= Digambar Behera =

Indian physician

Digambar Behera (born 1953) is a doctor from Cuttack, Odisha, India. His specialization is in pulmonary diseases. In 2020, he received the Padma Shri honour from the Government of India for his contribution to the field of medicine.

== Education ==
Behera completed MBBS in 1978 from SCB Medical College and MD in 1981 from Postgraduate Institute of Medical Education and Research (PGI), Chandigarh.

== Career ==
In 1978, Behera joined the Department of Medicine at the PGI as a junior resident.
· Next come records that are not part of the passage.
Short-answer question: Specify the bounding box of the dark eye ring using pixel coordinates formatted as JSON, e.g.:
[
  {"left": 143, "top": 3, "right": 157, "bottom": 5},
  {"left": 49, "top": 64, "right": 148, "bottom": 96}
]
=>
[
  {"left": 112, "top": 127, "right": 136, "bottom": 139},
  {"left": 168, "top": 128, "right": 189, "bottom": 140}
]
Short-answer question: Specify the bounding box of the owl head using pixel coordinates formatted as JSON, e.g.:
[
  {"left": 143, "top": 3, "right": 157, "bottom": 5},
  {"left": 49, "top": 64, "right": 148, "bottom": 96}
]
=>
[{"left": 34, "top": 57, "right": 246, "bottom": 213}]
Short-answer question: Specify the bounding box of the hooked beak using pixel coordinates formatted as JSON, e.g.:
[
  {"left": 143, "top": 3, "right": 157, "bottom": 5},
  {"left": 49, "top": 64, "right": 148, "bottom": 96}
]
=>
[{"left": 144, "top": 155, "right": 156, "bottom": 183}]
He teaches the department of pulmonary medicine as a senior professor since 2000. He became the Head of the Department of Pulmonary Medicine in 2014 and the Dean of the Pulmonary Research Department in 2017 with two years extension from the Union Ministry.

In 2011, he became the director of PGI. He is the chairman of the National Tuberculosis Elimination Program and of some divisions under the Indian Tuberculosis Research Consortium.

He is a fellow of the American College of Chest Physicians, the National Academy of Medical Sciences, and the Asia Pacific Society of Respirology. He is on the editorial board of the Indian Journal of Chest Diseases and Allied Sciences and the Indian Journal of Tuberculosis. He is also the founding President of the Indian Study for the Study of Lung Cancer.

== Awards ==
- Padma Shri (2020)
- PRJ Gangadharam Award (2015)
- Kael Styblo Prize for Public Health (2009)
- BC Roy Award (2004)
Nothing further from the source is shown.